Section: New Results
New abstraction to manage hardware topologies in MPI applications
Since the end of year 2016, we have been working on new abstractions and mechanisms that can allow the programmer to take advantage of the underlying hardware topology in their parallel applications developed in MPI. For instance, taking into account the intricate network/memory hierarchy can lead to substantial improvements in communication performance and reduce altogether the overall execution time of the application. However, it is important to find the relevant level of abstraction, as too much details are not usable practically because the programmer is not a a hardware specialist most of the time. Also, MPI being hardware-agnostic, it is important to find means to use the hardware specifics without being tied to a particular architecture or hardware design.
With these goals in mind, we proposed the Hsplit (see Section 6.1) libray that implements a solution based on a well-known MPI concept, the communicators (that can be seen as groups of communicating processes) [7], [19]. With Hsplit , each level in the hardware hierarchy is accessible through a dedicated communicator. In this way, the programmer can leverage the underlying hierarchy in their application quite simply . The current implementation of Hsplit is based on both hwloc and netloc .

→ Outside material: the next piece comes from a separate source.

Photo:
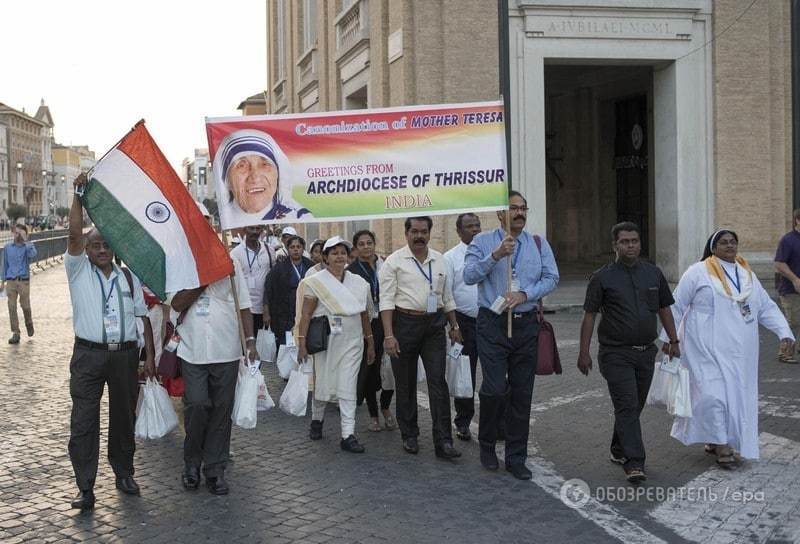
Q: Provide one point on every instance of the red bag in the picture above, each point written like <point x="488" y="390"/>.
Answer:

This work led to the creation of a new active working group within the MPI Forum, coordinated and led by Inria.
Also, this work has lead to the joint developement of the Hippo software with the CERFACS. Thanks to this piece of software, hybrid OpenMP/MPI applications can leverage the underlying physical hierarchy in order to better place MPI processes and OpenMP threads. This is particularly useful in a context where the application is composed of several kernels that use their own placement and mapping policy for processes and threads to achieve the best performance. Thanks to Hsplit and hwloc , CERFACS is now able to write codes in a more portable fashion without to solely rely on interactions of OpenMP and MPI runtimes for mapping and binding of processes/threads management.